On the last Saturday and Sunday in May, I got into a dispute with owners of The Pit Gym in Dickinson after I updated my December 2017 blog post about their gym, and I wrote a new blog post titled “The Beginning Of The Ruining Of The Pit Gym”.
The gym owners strongly disagreed with what I wrote about their gym, and they shared my new blog post with other people. As of today, Monday, this blog post has received about 1,200 views. I believe that the comment numbers are at about 60 comments. About 25 of these comments are my response. Of the remaining 35 comments, many of these comments are from the same people.
Altogether, out of the 1,200 blog post views, about 20 people commented. Though most of the comments were negative and intended to be insulting, there was some exchange of information. I was told many times that there were women power lifters who would kick my ass in the gym.
I looked up the power lifting women record holders to see what their numbers were. All of the women power lifting record holders, except one, had a bench press of about 240 lb or less, a squat of about 450 lb, and a dead lift of about 450 lb.
I was kind of interested to see if I could beat these numbers of the women power lifting record holders. I am 49 years old, and not in very good shape. I didn’t say that I was weak, I said that I was not in very good shape.
I do not like to do squats and deadlifts because I injured my back very badly in 2011, to where I could not walk for more than about 50 feet and sometimes not at all, for several months. It took me one year, to regain about 90% of my back functionality. Here is my back X-Ray from 2011.
Like I said, I do not like to do squat and dead lift exercises. In 2012, I did a lot of stomach and back strengthening exercises, most often doing sit ups and back raises using a bosu ball. One year later, at 90% recovered, someone who had broken their back recommended to me that I take the supplement glucosamine with chondroitin, and this supplement helped me to become almost completely recovered.
After recovering from this back injury, and being able to walk again, for a long time I was protective of my back, and I tried to be careful not to lift anything so heavy that I would injure my back again. Especially not doing squats and deadlifts.
Myself, I was contented to walk 4 to 8 miles, do some leg machine exercises, do some sit ups and stomach crunches, and reverse sit ups, to maintain my leg and back strength. There was no need for me to do squats or deadlifts, being 49 years old now.
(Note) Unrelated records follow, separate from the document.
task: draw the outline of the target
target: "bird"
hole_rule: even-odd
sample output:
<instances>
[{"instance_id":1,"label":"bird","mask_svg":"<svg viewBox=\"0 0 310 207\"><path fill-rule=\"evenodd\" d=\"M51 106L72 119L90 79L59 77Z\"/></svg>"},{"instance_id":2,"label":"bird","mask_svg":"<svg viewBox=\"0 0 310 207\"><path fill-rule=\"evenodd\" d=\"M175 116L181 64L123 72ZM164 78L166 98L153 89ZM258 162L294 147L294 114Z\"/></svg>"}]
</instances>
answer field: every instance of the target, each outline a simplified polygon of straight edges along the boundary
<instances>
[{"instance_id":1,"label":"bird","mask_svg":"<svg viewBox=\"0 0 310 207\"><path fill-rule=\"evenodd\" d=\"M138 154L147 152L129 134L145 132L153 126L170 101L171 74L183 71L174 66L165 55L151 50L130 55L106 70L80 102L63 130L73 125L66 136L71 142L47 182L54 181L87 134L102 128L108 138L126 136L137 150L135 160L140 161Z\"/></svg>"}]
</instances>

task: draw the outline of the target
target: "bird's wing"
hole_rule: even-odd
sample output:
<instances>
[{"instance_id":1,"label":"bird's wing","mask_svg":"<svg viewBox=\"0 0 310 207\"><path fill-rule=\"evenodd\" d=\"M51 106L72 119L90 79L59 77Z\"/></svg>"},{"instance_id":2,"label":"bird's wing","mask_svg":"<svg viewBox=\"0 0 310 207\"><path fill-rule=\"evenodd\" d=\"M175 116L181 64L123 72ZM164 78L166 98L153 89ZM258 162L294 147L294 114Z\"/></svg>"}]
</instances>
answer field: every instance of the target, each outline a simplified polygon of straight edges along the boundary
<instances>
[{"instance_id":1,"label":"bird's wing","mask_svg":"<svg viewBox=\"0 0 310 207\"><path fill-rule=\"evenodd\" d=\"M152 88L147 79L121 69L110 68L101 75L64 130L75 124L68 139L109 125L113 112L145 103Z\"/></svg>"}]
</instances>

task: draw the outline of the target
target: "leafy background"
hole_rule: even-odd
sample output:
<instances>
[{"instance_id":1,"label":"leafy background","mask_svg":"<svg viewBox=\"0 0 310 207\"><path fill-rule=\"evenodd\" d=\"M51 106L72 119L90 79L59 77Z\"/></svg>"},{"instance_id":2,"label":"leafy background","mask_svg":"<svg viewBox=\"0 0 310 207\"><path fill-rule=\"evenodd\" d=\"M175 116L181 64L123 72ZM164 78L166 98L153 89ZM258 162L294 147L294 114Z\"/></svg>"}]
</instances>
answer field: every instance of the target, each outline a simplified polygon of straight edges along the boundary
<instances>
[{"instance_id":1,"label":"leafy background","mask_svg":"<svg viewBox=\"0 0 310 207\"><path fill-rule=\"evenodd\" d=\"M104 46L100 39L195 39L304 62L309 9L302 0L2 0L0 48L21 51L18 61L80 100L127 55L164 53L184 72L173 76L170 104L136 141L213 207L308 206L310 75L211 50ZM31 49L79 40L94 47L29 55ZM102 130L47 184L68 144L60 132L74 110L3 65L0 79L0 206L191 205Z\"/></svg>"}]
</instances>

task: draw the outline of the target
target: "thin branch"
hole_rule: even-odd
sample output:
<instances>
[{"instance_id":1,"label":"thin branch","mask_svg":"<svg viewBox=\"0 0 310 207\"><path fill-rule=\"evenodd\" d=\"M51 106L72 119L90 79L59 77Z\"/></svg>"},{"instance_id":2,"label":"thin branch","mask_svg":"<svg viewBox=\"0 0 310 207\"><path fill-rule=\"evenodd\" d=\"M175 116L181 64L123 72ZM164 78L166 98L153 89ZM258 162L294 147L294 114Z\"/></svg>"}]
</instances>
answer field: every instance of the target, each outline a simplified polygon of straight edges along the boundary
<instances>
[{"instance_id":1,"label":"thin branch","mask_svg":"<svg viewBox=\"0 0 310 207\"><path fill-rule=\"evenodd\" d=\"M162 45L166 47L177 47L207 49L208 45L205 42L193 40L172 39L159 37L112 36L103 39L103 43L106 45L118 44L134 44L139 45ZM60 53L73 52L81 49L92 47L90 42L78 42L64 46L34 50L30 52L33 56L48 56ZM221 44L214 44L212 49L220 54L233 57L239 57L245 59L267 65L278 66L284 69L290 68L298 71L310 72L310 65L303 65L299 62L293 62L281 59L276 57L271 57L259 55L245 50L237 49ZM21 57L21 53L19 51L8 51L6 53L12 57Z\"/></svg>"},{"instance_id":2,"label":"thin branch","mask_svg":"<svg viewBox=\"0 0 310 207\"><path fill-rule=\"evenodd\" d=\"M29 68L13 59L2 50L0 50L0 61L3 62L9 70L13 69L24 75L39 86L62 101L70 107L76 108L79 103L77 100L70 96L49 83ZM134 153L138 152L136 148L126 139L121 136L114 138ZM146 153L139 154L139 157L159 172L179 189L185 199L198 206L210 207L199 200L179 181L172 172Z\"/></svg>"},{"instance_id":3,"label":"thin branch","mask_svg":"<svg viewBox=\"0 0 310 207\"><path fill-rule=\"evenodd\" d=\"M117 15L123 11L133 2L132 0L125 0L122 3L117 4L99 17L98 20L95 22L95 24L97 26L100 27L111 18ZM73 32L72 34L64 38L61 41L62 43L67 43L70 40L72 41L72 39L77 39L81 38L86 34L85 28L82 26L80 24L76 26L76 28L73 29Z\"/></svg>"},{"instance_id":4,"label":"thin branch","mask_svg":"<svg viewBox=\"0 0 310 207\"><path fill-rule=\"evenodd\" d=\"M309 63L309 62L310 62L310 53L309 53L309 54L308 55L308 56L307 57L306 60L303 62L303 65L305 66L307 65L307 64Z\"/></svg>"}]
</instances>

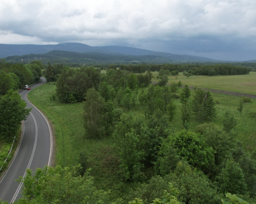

I received so many insults from The Pit Gym owners, their friends who they shared my blog post with, other power lifters, and especially women power lifters, that I will now begin again to see how much weight I can build up to in squat, dead lift, and bench, though I have no interest in power lifting, and think that this is a good way to get injured.
Here is where I am at now:
- Flat bench press, 270 lb x one rep
- Incline bench press, 240 lb x one rep
- Seated overhead press, 195 lb x one rep
- Dumbbell press, two 100 lb x six reps
- Prone triceps curls, 135 lb x two reps
- Standing biceps curls, ??
- Dead lift, 345 lb x one rep
- Squat, ??
I did not say that this was a lot of weight, I said that this is where I am at now. I will update this list above, as I make gains.
All I was looking for, before the insults, was to get back to 315 lb bench, 265 lb incline bench, 245 lb overhead press, 120 lb x 6 reps dumbbell press, 165 lb prone triceps curls, 135 lb standing biceps curls, which were what I used to do.
When I dead lifted 345 lb today, I had not dead lifted anything in the past seven years. It was not difficult, but I could feel that there were parts of my lower back that were not ready for it. I expect to be able to dead lift 405 lb, in about six weeks, more or less.